LogMAR VA charts
Global organizations such as the International Council of Ophthalmology (ICO),1 the Committee on Vision of the American National Academy of Science2 or the World Health Organization (WHO),3 all recommend the use of Visual Acuity charts designed with the principles of the logMAR Bailey-Lovie4 chart, together with the modifications introduced in the Early Treatment of Diabetic Retinopathy Study (ETDRS).5,6 They advocate widespread use of this type of VA chart to achieve standardization and surpass the poor reproducibility found with the traditional Snellen charts.7
Some of the characteristic features of the standard VA charts include:
- Regular and geometric progression of letter size between a row and the next (in steps of 0.1 log units).

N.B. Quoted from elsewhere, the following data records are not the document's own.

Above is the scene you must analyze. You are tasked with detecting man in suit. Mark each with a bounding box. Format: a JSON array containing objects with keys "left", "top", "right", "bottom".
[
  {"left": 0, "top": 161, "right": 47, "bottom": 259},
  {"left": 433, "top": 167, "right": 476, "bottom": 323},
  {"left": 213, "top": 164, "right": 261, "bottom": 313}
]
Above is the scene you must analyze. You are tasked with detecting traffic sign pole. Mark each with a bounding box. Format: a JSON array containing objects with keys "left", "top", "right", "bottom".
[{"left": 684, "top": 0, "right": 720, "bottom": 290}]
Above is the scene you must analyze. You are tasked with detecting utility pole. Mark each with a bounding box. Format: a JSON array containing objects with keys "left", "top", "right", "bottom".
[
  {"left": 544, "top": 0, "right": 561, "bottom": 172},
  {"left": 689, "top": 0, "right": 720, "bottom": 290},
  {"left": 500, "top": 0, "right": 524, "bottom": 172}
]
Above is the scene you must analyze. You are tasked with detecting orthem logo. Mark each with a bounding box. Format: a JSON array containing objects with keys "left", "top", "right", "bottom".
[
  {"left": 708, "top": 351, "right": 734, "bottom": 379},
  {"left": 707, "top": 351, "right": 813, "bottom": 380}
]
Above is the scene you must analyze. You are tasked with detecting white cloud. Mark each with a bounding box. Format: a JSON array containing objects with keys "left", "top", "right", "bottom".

- Letters of similar legibility, and balanced distribution of letter legibility in and between each row.
- Equal number of letters on each row (five).
- Space uniformity between letters and also between rows, to achieve homogeneous contour interaction.
- Letter by letter VA scoring system.
The VA task should be essentially the same at each size level on the chart.
LogMAR visual acuity charts designed according to the above rigorous standards allow the most reliable and discriminative VA measurements.8 They are twice as repeatable as Snellen charts8 and over three times more sensitive to inter-ocular differences for amblyopia detection.9 These logMAR VA charts have also been shown to be similarly accurate and reliable for both high a low levels of acuity.4,5 Furthermore, the superiority of the LogMAR design was especially pronounced at low acuity values, common in patients with reduced vision due to macular degeneration.10
This is especially relevant when comparing values taken in clinical practices (where VA is typically measured with standard Snellen charts) with those from clinical research trials (which typically measure VA using logMAR charts).10 These discrepancies are particularly significant for the prescription and monitoring of high cost treatments for exudative AMD as well as for other retinal diseases.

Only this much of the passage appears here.